The following is a quotation of 35 U.S.C. 103 which forms the basis for all obviousness rejections set forth in this Office action:
A patent for a claimed invention may not be obtained, notwithstanding that the claimed invention is not identically disclosed as set forth in section 102, if the differences between the claimed invention and the prior art are such that the claimed invention as a whole would have been obvious before the effective filing date of the claimed invention to a person having ordinary skill in the art to which the claimed invention pertains. Patentability shall not be negated by the manner in which the invention was made.
The factual inquiries for establishing a background for determining obviousness under 35 U.S.C. 103 are summarized as follows:
1. Determining the scope and contents of the prior art.
2. Ascertaining the differences between the prior art and the claims at issue.
3. Resolving the level of ordinary skill in the pertinent art.
4. Considering objective evidence present in the application indicating obviousness or nonobviousness.
Claim(s) 5, 7-11 and 20 is/are rejected under 35 U.S.C. 103 as being unpatentable over US 2016/01630248 A1 to Yee et al., hereinafter, “Yee” in view of Gadolinium-Free Crohn’s Disease Assessment From Magnetic Resonance Enterography Data to Ziselman et al., hereinafter, “Ziselman”.
Claim 5. Yee fails to explicitly teach a noncontrast T2-weighted MRI image. Ziselman, in the same field of analyzing medical images of the bowel using machine learning teaches of wherein the MRI comprises a noncontrast T2-weighted MRI image. [Title] GADOLINIUM-FREE CROHN’S DISEASE ASSESSMENT FROM MAGNETIC RESONANCE ENTEROGRAPHY DATA
[Abstract] terminal-ileum (TI) wall-thickening is challenging to estimate, especially from gadolinium-free T2-weighted MRI data.
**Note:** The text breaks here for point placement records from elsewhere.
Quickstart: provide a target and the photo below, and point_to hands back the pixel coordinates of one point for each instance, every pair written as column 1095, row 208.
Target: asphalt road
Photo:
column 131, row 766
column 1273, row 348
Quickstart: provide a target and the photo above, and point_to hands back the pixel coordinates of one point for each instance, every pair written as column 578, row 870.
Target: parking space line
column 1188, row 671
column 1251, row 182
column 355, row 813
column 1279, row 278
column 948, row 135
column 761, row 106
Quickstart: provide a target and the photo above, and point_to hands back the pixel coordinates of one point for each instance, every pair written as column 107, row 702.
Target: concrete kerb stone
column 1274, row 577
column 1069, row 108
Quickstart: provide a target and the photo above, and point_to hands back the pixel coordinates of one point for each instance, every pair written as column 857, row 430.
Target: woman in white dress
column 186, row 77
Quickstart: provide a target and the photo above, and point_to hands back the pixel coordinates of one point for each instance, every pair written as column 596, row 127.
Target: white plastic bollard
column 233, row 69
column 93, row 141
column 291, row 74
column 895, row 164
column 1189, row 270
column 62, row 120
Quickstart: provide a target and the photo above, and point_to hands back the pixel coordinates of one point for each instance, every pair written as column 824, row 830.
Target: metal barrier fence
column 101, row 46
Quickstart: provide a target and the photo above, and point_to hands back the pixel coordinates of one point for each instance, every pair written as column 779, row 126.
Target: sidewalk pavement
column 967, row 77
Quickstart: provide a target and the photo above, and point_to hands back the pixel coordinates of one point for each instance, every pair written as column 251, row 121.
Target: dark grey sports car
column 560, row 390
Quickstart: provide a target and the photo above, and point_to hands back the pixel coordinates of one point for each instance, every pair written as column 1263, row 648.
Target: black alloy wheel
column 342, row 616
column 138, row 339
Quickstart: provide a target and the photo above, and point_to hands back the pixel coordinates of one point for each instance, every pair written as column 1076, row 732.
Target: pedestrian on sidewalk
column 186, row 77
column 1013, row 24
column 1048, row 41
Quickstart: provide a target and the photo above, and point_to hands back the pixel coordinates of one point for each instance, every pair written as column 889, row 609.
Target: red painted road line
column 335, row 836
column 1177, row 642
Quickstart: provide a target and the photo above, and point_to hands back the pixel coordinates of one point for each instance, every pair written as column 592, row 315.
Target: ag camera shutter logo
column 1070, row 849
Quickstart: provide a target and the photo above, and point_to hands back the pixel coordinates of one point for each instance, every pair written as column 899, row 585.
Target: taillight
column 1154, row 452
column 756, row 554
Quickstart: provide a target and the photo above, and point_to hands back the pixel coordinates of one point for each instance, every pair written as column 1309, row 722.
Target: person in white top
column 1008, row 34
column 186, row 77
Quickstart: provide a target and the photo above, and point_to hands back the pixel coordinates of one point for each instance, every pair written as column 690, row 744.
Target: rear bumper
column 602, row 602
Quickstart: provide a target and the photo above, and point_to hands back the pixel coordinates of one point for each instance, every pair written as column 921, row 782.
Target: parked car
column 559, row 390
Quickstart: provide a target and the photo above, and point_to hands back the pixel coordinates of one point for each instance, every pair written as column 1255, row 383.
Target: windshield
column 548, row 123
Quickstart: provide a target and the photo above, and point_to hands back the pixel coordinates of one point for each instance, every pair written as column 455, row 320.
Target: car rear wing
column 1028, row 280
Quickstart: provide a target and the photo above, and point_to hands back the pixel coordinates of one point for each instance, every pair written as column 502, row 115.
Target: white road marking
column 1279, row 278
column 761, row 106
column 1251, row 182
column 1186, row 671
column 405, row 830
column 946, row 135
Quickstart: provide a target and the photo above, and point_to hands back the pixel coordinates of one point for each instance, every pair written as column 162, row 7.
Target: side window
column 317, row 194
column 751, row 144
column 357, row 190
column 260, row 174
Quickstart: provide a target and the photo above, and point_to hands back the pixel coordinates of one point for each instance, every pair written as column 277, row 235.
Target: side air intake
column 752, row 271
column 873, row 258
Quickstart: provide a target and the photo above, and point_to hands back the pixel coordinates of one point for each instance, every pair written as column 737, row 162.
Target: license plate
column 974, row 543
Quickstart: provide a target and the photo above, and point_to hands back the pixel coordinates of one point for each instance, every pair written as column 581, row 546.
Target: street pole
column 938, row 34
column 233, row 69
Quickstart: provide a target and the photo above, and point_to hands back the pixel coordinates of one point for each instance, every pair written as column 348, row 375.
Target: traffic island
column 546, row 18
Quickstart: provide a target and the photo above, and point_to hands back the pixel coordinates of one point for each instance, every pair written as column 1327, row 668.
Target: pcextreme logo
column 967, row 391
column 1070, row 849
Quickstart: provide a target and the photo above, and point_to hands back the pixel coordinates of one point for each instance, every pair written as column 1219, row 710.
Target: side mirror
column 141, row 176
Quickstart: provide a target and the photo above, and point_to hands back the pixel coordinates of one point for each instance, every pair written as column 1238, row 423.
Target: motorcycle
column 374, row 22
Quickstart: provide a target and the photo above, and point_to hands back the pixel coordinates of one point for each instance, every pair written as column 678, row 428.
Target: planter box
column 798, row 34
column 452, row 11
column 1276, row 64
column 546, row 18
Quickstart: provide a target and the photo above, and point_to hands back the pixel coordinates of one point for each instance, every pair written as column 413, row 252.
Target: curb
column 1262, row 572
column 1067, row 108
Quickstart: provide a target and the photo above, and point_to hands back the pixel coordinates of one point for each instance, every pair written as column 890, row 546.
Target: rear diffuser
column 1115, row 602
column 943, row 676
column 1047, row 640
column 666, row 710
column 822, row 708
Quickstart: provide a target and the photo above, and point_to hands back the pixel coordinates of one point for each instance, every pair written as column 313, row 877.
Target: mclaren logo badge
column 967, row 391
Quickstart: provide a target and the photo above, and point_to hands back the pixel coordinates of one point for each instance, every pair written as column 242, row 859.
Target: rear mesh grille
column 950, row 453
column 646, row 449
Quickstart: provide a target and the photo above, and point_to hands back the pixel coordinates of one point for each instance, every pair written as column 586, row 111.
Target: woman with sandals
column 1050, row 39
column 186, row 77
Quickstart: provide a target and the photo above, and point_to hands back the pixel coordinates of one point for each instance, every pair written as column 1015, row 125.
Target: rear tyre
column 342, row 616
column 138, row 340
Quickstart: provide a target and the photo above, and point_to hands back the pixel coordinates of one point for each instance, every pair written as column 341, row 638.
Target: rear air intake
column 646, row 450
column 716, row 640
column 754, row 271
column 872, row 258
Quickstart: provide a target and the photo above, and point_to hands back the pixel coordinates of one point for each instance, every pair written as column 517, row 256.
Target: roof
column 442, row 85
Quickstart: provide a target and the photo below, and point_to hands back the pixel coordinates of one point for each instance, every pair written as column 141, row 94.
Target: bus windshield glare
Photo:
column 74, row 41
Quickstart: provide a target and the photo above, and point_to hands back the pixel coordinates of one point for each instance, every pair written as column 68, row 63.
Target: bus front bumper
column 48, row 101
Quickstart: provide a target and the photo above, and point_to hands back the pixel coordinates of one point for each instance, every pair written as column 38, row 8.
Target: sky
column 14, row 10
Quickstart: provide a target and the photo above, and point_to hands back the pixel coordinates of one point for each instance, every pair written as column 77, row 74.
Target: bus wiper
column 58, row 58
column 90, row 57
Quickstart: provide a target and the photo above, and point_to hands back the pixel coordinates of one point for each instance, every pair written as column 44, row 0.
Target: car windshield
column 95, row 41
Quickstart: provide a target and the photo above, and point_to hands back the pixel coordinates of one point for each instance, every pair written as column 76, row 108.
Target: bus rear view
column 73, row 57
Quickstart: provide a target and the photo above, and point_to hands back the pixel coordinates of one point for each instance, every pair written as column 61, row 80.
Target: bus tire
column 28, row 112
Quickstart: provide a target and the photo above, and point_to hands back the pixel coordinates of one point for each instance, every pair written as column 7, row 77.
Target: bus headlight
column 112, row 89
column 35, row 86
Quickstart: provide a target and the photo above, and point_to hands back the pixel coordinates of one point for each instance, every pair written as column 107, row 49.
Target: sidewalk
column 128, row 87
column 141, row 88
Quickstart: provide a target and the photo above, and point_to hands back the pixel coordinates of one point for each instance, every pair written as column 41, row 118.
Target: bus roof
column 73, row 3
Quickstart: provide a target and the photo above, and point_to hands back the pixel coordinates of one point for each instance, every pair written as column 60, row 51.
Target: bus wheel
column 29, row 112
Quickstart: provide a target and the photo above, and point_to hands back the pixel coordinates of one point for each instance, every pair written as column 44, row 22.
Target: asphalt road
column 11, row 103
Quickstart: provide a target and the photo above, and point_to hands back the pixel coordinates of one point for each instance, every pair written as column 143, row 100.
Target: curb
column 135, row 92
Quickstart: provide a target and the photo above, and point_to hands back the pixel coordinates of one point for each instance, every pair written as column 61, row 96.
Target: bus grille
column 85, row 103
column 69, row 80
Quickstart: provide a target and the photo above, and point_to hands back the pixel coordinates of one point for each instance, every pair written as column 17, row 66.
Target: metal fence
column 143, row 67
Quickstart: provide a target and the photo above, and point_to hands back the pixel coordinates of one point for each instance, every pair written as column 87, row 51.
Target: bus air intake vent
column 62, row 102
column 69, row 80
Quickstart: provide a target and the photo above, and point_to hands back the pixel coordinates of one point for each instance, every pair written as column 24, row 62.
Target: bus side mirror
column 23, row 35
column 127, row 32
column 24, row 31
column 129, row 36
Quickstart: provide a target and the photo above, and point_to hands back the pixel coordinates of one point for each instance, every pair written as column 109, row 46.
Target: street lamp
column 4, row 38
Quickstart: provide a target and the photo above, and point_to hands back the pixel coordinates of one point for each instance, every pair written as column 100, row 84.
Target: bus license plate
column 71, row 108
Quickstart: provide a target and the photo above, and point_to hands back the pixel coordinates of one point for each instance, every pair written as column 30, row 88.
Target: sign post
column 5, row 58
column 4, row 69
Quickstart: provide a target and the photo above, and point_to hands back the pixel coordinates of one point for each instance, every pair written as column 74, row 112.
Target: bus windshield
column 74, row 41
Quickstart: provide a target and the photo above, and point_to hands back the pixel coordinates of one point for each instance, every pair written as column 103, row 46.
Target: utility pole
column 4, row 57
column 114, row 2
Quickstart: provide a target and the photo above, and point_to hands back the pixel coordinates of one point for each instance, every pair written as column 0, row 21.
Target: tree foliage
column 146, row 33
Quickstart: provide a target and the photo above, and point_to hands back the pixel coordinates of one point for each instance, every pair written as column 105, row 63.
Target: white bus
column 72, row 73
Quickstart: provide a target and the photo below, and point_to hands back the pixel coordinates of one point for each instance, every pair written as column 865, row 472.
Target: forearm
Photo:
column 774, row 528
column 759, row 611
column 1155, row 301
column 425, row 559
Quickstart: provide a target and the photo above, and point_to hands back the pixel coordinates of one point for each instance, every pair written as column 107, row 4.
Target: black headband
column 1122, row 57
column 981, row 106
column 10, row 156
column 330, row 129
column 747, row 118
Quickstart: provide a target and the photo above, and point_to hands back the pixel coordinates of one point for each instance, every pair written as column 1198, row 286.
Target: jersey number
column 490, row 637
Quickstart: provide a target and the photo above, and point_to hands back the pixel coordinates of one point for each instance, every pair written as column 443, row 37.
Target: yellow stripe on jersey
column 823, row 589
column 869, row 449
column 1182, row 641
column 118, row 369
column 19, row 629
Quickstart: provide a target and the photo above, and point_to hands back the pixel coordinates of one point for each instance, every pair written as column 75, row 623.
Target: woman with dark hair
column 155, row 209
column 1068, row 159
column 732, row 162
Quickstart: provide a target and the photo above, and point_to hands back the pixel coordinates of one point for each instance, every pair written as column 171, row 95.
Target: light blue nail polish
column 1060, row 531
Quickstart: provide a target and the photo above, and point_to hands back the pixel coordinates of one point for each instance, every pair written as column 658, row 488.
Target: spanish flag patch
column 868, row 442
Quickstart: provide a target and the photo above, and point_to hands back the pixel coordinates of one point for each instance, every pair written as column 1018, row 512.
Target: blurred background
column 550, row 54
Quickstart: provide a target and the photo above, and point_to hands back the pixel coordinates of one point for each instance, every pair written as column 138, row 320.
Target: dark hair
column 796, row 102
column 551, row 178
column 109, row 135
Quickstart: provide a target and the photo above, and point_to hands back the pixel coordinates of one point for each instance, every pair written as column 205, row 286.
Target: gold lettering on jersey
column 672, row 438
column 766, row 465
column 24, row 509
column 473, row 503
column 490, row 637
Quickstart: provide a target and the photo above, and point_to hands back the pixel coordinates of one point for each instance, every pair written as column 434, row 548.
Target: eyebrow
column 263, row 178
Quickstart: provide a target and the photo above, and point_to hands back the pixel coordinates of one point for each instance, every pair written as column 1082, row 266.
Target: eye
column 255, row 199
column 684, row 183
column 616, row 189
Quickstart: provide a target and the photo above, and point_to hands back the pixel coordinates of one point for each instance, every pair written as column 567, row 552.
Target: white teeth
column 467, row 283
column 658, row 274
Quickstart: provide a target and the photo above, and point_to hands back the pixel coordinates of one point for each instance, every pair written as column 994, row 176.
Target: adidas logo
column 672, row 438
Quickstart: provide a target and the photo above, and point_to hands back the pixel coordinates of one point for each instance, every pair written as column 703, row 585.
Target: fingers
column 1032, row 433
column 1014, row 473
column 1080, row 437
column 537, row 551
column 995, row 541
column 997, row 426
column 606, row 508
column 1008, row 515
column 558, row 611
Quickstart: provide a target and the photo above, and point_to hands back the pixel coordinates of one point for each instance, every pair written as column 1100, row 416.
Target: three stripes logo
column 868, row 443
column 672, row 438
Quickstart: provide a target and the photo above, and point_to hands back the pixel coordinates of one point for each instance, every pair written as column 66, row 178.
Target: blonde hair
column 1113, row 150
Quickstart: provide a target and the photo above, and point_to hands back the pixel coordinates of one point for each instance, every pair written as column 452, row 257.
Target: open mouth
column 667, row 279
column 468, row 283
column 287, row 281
Examiner understands gadolinium-free to be non-contrast.
[Abstract] a machine-learning-based system to automatically segment the terminal-ileum (TI) and classify wall-thickening from T2-weighted MRE data. Examiner understands the terminal-ileum to be lumen.
Yee teaches the computer system segments the colon into subsegments based on an articulated object model that fits a tortuosity of the colon along a centerline of the colon, where the articulated object model. Thus, before the effective filing date of the present application, it would have been obvious to one of ordinary skill in the art to combine the teachings of Yee with the teachings of Ziselman [Introduction] improves segmentation results of the gastrointestinal tract.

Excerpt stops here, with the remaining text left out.